Managing Datasets
This guide covers the day-to-day operations for working with master data datasets: editing schemas, managing versions, importing and exporting data, and configuring governance.
Schema Editing
Each dataset has a typed schema that defines its columns:
Adding Columns
- Open the dataset and navigate to the Schema tab
- Click Add Column
- Provide a column name and select a type (text, number, boolean, date, etc.)
- Optionally mark as required
Modifying Columns
- Rename a column by clicking its header
- Change the column type (data is coerced where possible)
- Reorder columns with drag-and-drop
Removing Columns
- Click the column menu (⋮) and select Delete Column
- Existing data in that column is removed on next publish
Data Entry
Edit data directly in the browser with a spreadsheet-style interface:
- Inline editing — Click a cell to edit
- Row operations — Add, duplicate, or delete rows
- Bulk paste — Paste tabular data from a spreadsheet
All edits are saved to the current draft — they don't affect the published version until you explicitly publish.
Versioning
Publishing a Version
- Click Publish when your draft is ready
- Add an optional version note describing the changes
- The draft becomes a new immutable version (e.g., v3)
- A new draft is automatically created for future edits
Comparing Versions
Click Version History to see all previous versions, then select two versions to compare:
- Added rows — highlighted in green
- Modified rows — highlighted in yellow, with per-cell diffs
- Deleted rows — highlighted in red
- Schema changes — column additions, removals, and type changes
Reverting
To revert to a previous version, open it from the version history and click Restore as Draft. This replaces the current draft with the selected version's data.
Import & Export
Importing Data
Supported formats: CSV, XLSX, JSON
- Click Import on the dataset toolbar
- Upload a file or drag-and-drop
- Map columns (auto-matched by header name)

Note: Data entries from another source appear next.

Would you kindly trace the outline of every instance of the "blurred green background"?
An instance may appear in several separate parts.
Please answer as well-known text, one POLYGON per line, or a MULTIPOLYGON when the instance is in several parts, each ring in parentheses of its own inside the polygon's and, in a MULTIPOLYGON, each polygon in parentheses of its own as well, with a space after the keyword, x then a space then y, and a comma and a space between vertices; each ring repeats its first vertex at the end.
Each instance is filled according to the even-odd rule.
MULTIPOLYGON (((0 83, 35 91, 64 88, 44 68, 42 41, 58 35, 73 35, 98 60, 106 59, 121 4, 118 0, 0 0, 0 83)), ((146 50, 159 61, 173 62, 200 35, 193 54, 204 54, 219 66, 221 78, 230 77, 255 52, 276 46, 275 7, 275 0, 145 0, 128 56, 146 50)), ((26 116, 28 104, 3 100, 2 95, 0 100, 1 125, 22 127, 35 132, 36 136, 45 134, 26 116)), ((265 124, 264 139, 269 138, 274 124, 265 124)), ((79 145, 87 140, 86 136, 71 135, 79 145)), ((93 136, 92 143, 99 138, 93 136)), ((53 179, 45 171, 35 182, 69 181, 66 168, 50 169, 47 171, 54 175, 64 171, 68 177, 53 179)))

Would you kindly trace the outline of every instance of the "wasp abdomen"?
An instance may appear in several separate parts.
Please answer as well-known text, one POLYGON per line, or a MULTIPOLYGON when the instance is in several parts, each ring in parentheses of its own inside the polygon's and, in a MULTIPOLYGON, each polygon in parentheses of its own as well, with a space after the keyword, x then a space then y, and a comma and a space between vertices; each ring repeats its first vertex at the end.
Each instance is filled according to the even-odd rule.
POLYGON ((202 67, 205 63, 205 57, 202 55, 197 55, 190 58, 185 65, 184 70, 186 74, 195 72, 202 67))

- Preview the import and confirm
Imports replace the current draft data. The published version is unaffected until you publish.
Exporting Data
- Click Export on the dataset toolbar
- Choose format (CSV, XLSX, or JSON)
- Select sync mode:
- Full snapshot — exports all rows
- Incremental — exports only changes since the last export
- Configure frequency: on-demand, on-change, hourly, or daily
Scheduled exports run automatically via the platform's background job system.
Governance
Governance Mode
Each dataset has a governance mode that controls how changes are handled:
| Mode | Behaviour |
|---|---|
| Direct Edit | Anyone with edit access can modify and publish |
| Approval Required | Changes require approval before publishing |
Switch modes from the Governance tab on the dataset detail page.
Role Assignments
Datasets support the same role-based governance as data products:
- Owner — Full control, can change governance mode
- Steward — Can edit schema and data, approve changes
- Viewer — Read-only access
Chatter
Each dataset has a built-in discussion thread (chatter) for team collaboration:
- Comment on data quality, schema decisions, or upcoming changes
- @mention teammates for notifications
- Full comment history is preserved with the dataset
Audit Trail
All dataset operations are logged in the platform's audit log:
- Schema changes
- Data modifications
- Publish events
- Governance mode changes
- Export operations
Access the audit log from the dataset detail page or from the global Audit Log in admin settings.